As it happened: Bafana Bafana v Sudan
Goals from Thulani Serero and Tokelo Rantie send the Durban crowd into delirium.
"After a long time, to see our boys play they way they did today, everything you ask for as a coach was there," Shakes Mashaba said afterwards.
"We nearly gave it away, the players switched back and we invited Sudan to come at us. But our defence did very well to keep them at bay.
"I'd like to congratulate our players."
Serero was instrumental in creating both scores, rounding off a move he began eight minutes before half-time, before turning supplier for Rantie, with a terrific through-ball which the striker buried high into the net eight minutes after the break, sending Bafana Bafana soaring into a four-point lead at the top of group A.

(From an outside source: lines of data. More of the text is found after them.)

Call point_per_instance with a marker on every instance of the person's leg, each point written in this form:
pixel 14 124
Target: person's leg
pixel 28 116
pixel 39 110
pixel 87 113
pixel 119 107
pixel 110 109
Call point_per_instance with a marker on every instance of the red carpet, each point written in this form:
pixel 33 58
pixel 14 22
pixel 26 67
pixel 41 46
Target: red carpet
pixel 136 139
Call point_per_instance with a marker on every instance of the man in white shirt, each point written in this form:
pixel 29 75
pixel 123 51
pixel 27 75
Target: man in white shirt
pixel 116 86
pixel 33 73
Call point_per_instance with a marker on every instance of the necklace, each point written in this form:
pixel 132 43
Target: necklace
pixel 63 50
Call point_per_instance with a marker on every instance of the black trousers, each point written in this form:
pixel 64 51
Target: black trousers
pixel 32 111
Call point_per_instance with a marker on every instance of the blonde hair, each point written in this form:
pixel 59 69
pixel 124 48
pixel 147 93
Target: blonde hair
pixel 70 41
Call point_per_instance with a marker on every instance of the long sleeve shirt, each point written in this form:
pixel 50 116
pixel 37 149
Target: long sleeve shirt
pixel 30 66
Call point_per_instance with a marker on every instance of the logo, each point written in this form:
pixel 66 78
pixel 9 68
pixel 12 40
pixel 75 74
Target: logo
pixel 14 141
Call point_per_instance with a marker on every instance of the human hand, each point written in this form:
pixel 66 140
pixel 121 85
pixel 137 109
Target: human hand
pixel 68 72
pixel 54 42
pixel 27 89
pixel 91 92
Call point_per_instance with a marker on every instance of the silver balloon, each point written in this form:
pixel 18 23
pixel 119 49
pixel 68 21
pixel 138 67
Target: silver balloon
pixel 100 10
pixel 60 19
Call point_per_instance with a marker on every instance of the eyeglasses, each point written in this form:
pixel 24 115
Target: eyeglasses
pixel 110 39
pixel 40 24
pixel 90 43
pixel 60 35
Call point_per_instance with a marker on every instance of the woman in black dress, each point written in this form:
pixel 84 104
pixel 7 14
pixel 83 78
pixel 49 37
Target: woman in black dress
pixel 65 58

Sixteen minutes of pure magic, in front of a pumped-up Durban crowd of more than 32,000, wrapped-up a hugely successful qualifying campaign in which South Africa are still unbeaten after five games.
Bafana stumbled late when Salah Ibrahim pulled one back for the visitors, after a lapse in defence allowed the striker to volley home from close range.
The goal made for a tense final 20 minutes, which belonged to Sudan. With 11 players behind the ball, Sudan were allowed to pay regular visits into the Bafana half, often troubling the hosts, who looked appropriately desperate at times.
Heading into the game without a goal on home soil in two previous qualifiers -- against Nigeria and Congo-Brazzaville -- South Africa could have notched-up as many as five more, were it not for some nervous touches at the last second.
A highly-emotional affair on a cold and cloudy Durban afternoon began with a minute's silence in honour of former captain and goalkeeper Senzo Meyiwa, who was shot and killed in Gauteng on October 26.
Darren Keet was solid in only his second ever outing for the national team, having come in with the enormous task of replacing Meyiwa, who had kept four out of four clean-sheets up to Saturday.
Dean Furman was fantastic in his leadership of the team after being named skipper in his 23rd appearance for South Africa.
"We're delighted with the victory, we knew what we had to do," Furman said.
"It was one of the proudest moments of, not only my career, but my life, being able to lead out the team today."
The afternoon's attack belonged to Serero and Rantie. Serero, whose performances for Ajax Amsterdam in the Netherlands has earned him a nomination for Caf's Africa Player of Year, looked his classy best, dazzling the home crowd with pace and skill, while producing defence-splitting passes at will.
Rantie, meanwhile, had a difficult first half after a number of chances went to waste, but followed it up with a better second which led to a fine goal, after the Bournemouth attacker danced his way through on goal, before finishing-off a world-class pass from Serero.
Despite the win, South Africa's finishing left a lot to be desired. Bongani Ndulula should have sent the team two goals up just four minutes after Serero's neat finish, but the young striker failed to keep his composure, somehow managing to miss-place his finish wide of an empty net.
Rantie could have bagged a hat-trick with the number of chances created by a Bafana team who put in one of their best performances of the campaign.
Reneilwe Letsholonyane capped the win with his 50th international for the country three minutes from time, coming on for Serero, much to the delight of the Durban crowd, who gave the Kaizer Chiefs veteran a standing ovation and a deafening welcome.
A nervy last 20 minutes looked to have troubled Bafana, who crept back into their shell in defence of their slender, but massively significant, one goal advantage.
A barrage of Sudanese attacks kept the home side camped in their own half, but a resilient back four atoned for the goal they let slip, which was the first of their campaign.
It was a deserved place at next year's tournament for Mashaba and his troops, who celebrated as if they had won the World Cup after referee Mohamed Benouza blew the final whistle.